If you've seen the movie "Best Exotic Marigold Hotel", imagine the excitement of visiting the location where it was filmed in Rajasthan. It's just a stone's throw from the tourist hub of Udaipur, known as the Lake City, and often referred to as "The Venice of India" - on the road north to Chittaurgarh in the district of Mavli. And it was here that both Exotic Marigold Hotel movies were filmed. It's actually a family home, run as a hotel called Ravla Khempur.
A major part of its charm is that the owners remain unaffected by their success in the movie world, although with some coaxing, they can be persuaded to show you pictures of the stars who featured - Dames Maggie Smith and Judi Dench, Celia Imrie, Bill Nighy, et al - but they are more interested in making sure your visit runs smoothly and talking about their personal passion - the exceptional horses stabled there - that visitors can ride.
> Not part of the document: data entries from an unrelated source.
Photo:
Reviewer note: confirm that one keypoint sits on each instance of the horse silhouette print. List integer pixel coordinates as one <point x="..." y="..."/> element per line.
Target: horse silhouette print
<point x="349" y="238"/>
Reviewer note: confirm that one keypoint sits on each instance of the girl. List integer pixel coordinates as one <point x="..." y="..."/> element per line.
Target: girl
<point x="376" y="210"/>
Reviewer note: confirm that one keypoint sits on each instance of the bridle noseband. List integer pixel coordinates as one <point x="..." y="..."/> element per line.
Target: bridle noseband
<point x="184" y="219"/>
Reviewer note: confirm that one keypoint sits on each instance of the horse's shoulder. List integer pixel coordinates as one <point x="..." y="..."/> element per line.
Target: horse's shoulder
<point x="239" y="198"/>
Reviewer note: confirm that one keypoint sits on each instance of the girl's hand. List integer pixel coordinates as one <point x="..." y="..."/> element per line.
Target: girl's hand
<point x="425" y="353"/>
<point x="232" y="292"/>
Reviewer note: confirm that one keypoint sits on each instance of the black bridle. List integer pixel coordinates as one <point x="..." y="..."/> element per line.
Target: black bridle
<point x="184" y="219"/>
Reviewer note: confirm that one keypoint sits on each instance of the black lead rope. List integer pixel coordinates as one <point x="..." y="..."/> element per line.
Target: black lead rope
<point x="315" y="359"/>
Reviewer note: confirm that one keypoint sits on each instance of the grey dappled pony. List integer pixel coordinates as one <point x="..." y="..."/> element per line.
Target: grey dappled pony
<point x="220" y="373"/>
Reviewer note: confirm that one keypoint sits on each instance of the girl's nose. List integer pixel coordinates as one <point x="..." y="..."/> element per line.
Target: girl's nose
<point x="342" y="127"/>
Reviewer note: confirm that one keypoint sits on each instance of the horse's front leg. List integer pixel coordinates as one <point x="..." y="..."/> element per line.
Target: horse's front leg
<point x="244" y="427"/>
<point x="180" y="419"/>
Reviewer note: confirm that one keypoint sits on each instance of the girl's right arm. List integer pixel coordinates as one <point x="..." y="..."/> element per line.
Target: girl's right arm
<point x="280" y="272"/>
You can stay at Ravla Khempur - regrettably, something I didn't have time to do - but I will definitely return to this peaceful oasis outside the bustle of Udaipur. It's a traditional Rajasthani family home and the home-cooked food is delicious. Sadly though, no garden here, although the owners say they're planning one in future. 
It's been a while since I posted, but I hope all readers have a wonderful 2017. I'll be back with more gardens soon.

Saturday, 29 October 2016

RIP - My husband and "Galloping" soulmate - Vivian Foster Raven

Dear Friends and Followers,
Thank you all for reading my garden travels over the last eight years.
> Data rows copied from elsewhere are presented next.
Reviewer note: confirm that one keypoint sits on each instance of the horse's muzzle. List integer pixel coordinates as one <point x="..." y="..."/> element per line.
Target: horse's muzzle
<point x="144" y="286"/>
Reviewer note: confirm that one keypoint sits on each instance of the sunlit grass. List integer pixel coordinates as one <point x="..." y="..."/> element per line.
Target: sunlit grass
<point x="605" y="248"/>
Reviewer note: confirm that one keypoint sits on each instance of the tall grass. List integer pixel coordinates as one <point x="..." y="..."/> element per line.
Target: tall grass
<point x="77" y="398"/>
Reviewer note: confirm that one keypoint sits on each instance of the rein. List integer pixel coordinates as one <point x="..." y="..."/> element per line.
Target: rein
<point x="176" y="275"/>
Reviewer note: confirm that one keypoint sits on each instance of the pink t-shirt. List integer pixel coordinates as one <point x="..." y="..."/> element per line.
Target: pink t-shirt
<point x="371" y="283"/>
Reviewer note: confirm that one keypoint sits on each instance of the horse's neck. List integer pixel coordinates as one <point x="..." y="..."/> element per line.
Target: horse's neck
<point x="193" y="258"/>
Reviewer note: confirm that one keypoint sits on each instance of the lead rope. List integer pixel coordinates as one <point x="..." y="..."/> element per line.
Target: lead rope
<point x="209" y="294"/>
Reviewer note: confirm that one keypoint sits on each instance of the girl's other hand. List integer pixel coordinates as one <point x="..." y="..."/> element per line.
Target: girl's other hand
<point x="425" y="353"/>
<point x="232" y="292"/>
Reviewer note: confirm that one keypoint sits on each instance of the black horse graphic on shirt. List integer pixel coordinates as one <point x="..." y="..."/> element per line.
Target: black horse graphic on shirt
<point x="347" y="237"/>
It is with very deep regret that I write today to tell you that my husband and "Galloping" soulmate, died on 18 October. His funeral was yesterday.
Those of you who know me personally; worked with me; and travelled to foreign places at my side, know that I have cared for him for the last 10 years and found great solace in my travels to beautiful gardens all over the world, since he became unable to join me a few years back.
I will never forget Vivian and nor will any of you who were lucky enough to meet him personally. He was a remarkable soul - brave and upright, despite his prolonged battle with Huntington's Disease.
But there is a God somewhere, because in the last few weeks of his life, I was sent a strange and difficult gift from a higher plane. I was travelling in Italy with Victoria Summerley and Marty Wingate, when I fell and shattered my heel. 
That accident prevented me from travelling on to a contract in Australia and, as a result, I was here with my husband at the end of his life.
Our "Galloping Gardener" travels were a wonderful way of dealing with his increasing ill health. Gardens are a great source of joy ... especially in the sunshine ... and we visited many gardens across the globe together during our marriage.
I hope to visit more gardens when I find the strength to do so and am released from the plaster cast that has already been part of my life for five weeks.
And I hope that for all of you who have followed me for the last eight years, you will find the great joy that I found with my beloved husband on our travels.
Gardens and green spaces are a wonderful tonic, whatever you face in life. Enjoy them whenever you can.
And thank you all for following me.
Charlotte aka The Galloping Gardener.